Japanese stocks have had an incredible run so far this year. The benchmark Nikkei 225 index is up 32.7% as May 1. Compared with this, only a few of the developed indices are up by double-digit percentages. The year-to-date performance of major developed indices as of May 1, are listed below:
- DAX: 4.0%
- FTSE 100: 9.4%
- CAC-40: 5.9%
- S&P 500: 11.0%
- Dow Jones Industrial Average: 12.2%
- IBEX 35: 3.1%
- Swiss Market: 15.9%
Note: Except the U.S. and UK markets, the rest of the markets were closed on May 1, for the Labor Day holiday.
I wrote an article about investing in Japanese stocks back in January. Since that time the Nikkei has surged to outperform the U.S. indices.
The chart below shows the two-year performance of Nikkei against the S&P 500 and Dow Jones indices:
Click to enlarge
Source: Yahoo Finance
A significant portion of the gains in the Japanese equity markets can be attributed to foreign investors. After the asset bubble burst in the early 90s, domestic investors have continued to avoid stocks and the country has one of the lowest stock market participation rates among developed countries. Due to the steep rise of Japanese stock prices this year, investors may want to tread cautiously before initiating any new positions. In the past two decades the Nikkei rallied many times only to lose all the gains.
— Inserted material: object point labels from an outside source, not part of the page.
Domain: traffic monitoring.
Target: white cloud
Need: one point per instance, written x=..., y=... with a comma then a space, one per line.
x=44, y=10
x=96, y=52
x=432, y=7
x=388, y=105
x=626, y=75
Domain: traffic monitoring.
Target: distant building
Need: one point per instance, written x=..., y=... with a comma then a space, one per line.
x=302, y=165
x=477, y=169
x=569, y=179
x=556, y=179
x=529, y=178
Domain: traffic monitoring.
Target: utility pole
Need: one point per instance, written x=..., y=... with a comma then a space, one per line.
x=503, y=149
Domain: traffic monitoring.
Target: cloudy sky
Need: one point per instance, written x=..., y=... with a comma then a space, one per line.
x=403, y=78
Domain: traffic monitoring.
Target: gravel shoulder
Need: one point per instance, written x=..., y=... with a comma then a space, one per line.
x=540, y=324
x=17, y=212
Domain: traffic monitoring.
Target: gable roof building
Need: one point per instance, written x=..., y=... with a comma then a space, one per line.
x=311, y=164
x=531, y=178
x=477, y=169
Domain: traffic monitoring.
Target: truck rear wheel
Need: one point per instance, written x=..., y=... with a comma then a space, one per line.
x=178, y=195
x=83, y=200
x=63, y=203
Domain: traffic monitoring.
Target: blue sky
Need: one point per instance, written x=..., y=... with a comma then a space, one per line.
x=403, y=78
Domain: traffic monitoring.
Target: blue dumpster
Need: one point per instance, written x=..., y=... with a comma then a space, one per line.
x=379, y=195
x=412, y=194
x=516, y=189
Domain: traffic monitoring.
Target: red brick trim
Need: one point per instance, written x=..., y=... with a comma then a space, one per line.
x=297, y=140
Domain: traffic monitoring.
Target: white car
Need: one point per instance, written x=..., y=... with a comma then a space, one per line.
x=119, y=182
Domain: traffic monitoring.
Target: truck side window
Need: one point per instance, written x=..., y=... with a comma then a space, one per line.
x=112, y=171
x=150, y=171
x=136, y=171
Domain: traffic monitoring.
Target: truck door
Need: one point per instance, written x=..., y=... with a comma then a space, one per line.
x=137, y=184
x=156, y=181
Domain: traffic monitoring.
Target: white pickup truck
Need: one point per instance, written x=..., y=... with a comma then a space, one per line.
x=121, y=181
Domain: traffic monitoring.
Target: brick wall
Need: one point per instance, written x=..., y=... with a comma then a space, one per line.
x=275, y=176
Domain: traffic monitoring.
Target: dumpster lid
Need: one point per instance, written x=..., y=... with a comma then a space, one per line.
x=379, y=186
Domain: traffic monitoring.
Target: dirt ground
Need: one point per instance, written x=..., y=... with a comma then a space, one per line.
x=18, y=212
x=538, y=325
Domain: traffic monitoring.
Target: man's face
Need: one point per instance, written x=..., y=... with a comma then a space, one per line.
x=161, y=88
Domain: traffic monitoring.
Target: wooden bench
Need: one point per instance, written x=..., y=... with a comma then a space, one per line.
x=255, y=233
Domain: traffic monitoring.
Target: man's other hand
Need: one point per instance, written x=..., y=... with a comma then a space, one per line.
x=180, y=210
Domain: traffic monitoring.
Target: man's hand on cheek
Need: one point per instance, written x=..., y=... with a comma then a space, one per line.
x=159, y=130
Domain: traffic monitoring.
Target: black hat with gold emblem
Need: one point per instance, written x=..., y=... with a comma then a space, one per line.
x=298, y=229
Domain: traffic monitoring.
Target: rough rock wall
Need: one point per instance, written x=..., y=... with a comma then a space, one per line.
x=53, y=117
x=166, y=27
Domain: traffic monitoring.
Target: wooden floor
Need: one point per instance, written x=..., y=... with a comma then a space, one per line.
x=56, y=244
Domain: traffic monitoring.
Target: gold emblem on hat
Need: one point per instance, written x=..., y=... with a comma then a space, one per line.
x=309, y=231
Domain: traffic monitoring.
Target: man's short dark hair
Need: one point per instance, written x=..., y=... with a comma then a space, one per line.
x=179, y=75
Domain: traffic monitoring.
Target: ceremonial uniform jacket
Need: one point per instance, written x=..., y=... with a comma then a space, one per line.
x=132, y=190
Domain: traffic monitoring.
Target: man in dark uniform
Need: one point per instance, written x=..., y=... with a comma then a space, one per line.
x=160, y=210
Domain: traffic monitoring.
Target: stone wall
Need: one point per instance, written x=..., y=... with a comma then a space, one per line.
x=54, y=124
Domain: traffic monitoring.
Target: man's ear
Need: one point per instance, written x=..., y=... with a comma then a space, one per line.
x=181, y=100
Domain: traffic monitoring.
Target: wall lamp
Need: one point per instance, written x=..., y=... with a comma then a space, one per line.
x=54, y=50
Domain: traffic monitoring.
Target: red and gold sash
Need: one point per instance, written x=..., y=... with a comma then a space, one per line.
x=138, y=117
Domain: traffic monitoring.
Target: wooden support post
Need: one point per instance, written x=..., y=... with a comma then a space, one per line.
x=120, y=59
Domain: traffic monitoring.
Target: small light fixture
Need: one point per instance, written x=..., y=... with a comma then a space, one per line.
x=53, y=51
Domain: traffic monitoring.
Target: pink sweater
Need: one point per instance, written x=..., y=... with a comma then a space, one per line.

The best way to gain exposure to Japan is via ETFs. The iShares MSCI Japan ETF (NYSEARCA:EWJ) is the country-specific ETF for Japan. It has an asset base of over $10.0 billion and total holdings of 313 companies. The other two Japan-focused iShares ETFs are iShares Japan Large-Cap ETF (ITF) and iShares MSCI Japan Small-Cap ETF (NYSEARCA:SCJ).